When would you utilize the combination of BTK inhibitor and a CD20-directed antibody?
I feel it is a very individualized decision. If the patient has high-risk features or if they may want to eventually stop therapy, I have a discussion with them about starting a CD20-directed antibody. That [regimen] allows patients the opportunity to achieve minimal residual disease (MRD)-negativity. I would be more confident about stopping therapy with the expectation that the patient's remission will be sustained for an extended period of time [with the combination].
[I would also consider this combination] for patients with high-risk disease features, such as 17p deletion. Those patients tend to do poorly compared with patients who do not harbor these abnormalities. Though, outcomes have improved significantly across that population of patients.
How do you sequence these agents?
Every trial seems to have done it in a different way. I feel that the risk of tumor lysis syndrome with acalabrutinib or ibrutinib in combination with a CD20-directed antibody, specifically obinutuzumab, is not that high.
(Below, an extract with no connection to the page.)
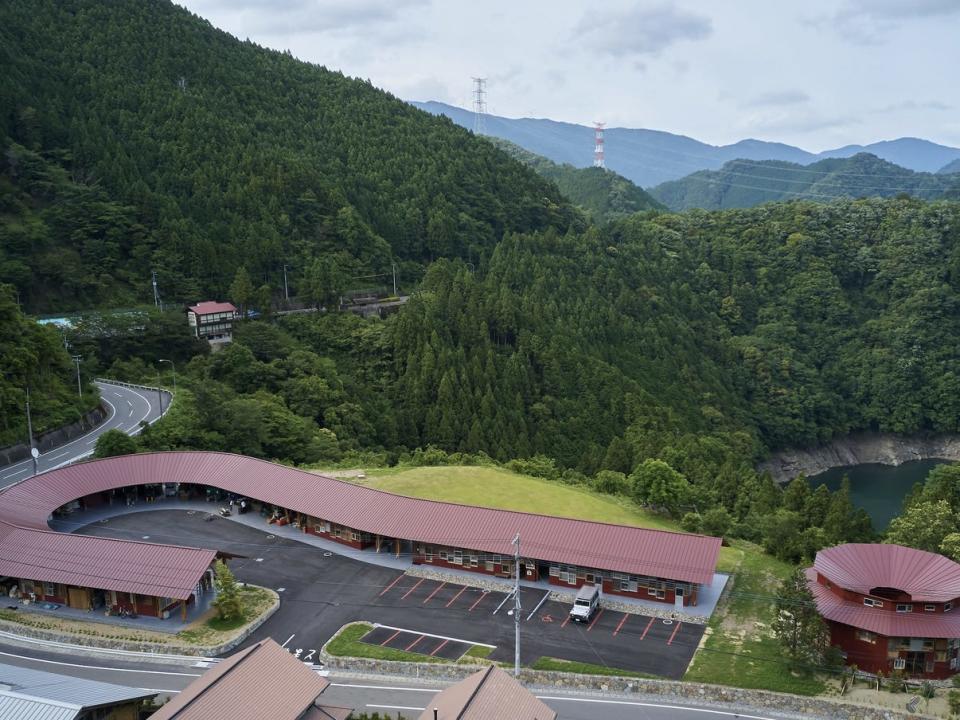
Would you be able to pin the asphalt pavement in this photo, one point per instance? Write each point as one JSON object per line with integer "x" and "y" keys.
{"x": 320, "y": 592}
{"x": 127, "y": 406}
{"x": 386, "y": 695}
However, obinutuzumab can cause significant infusion reactions, particularly during the first dose. Starting the patient on the BTK inhibitor a few days prior to starting them on obinutuzumab can substantially mitigate these infusion reactions as demonstrated in multiple studies. That is a tempting reason to start the BTK inhibitor therapy first and then follow it with the CD20-directed antibody.
Other studies are currently evaluating the timing of the CD20-directed antibody. Moreover, some data from Britain suggest that if we start the CD20-directed antibody later, patients may achieve deeper remissions.
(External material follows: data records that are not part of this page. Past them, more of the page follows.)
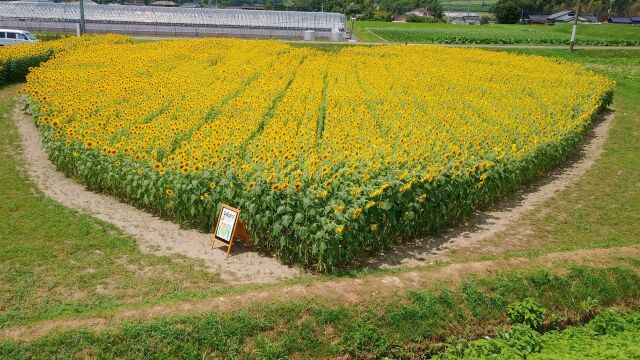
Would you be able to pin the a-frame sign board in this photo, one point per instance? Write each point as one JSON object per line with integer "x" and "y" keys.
{"x": 228, "y": 227}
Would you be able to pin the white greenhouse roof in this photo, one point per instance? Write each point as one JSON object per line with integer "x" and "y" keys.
{"x": 150, "y": 15}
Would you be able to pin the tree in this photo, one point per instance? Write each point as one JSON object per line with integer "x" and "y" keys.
{"x": 507, "y": 11}
{"x": 434, "y": 6}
Currently, we don't know what the best approach is, but that question is being actively addressed in multiple clinical trials. Hopefully, those data will lead to better answers in the future.
Do you think triplet or quadruplet regimens have a role in CLL, or will doublets remain the standard?
This is an extremely important question that is being addressed in multiple clinical trials. Can we combine 3 drugs and eventually stop treatment once a certain defined endpoint is met? For example, [the triplet] could be given in a time-limited fashion for 18 months. Perhaps patients could stop treatment after achieving MRD-negativity.
The triplet of acalabrutinib, venetoclax (Venclexta), and obinutuzumab is an example of a combination being explored in a clinical trial currently. Other trials from the cooperative groups in the United States are looking at others with similar endpoints.
The ultimate question is, "What does a patient gain from a 3-drug combination versus a 2-drug combination?" Yes, they will likely achieve a deeper remission, but would it allow them to stop therapy? If so, that would be a perfectly rational reason to use the triplet.
There are a number of other questions in this space regarding what would happen to patients long-term. What happens with the disease kinetics should the patient relapse? How would we then sequence therapy?
Additionally, a subset of patients receiving doublet regimens indefinitely will develop resistance to that treatment. This is especially true in the case of BTK inhibitors. Those patients have to be salvaged with BCL-2 inhibitors.
Alternatively, if we give all 3 agents upfront, what do we do if the patient relapses? The argument becomes that the therapy [should not be] stopped due to resistance, but rather because it was planned to be stopped. In theory, the 3 drugs should still work because the patient's disease is slowly coming back.
Of course, there are other trials combining different agents in an effort to answer these questions. It is an exciting problem to have because patient outcomes have improved significantly.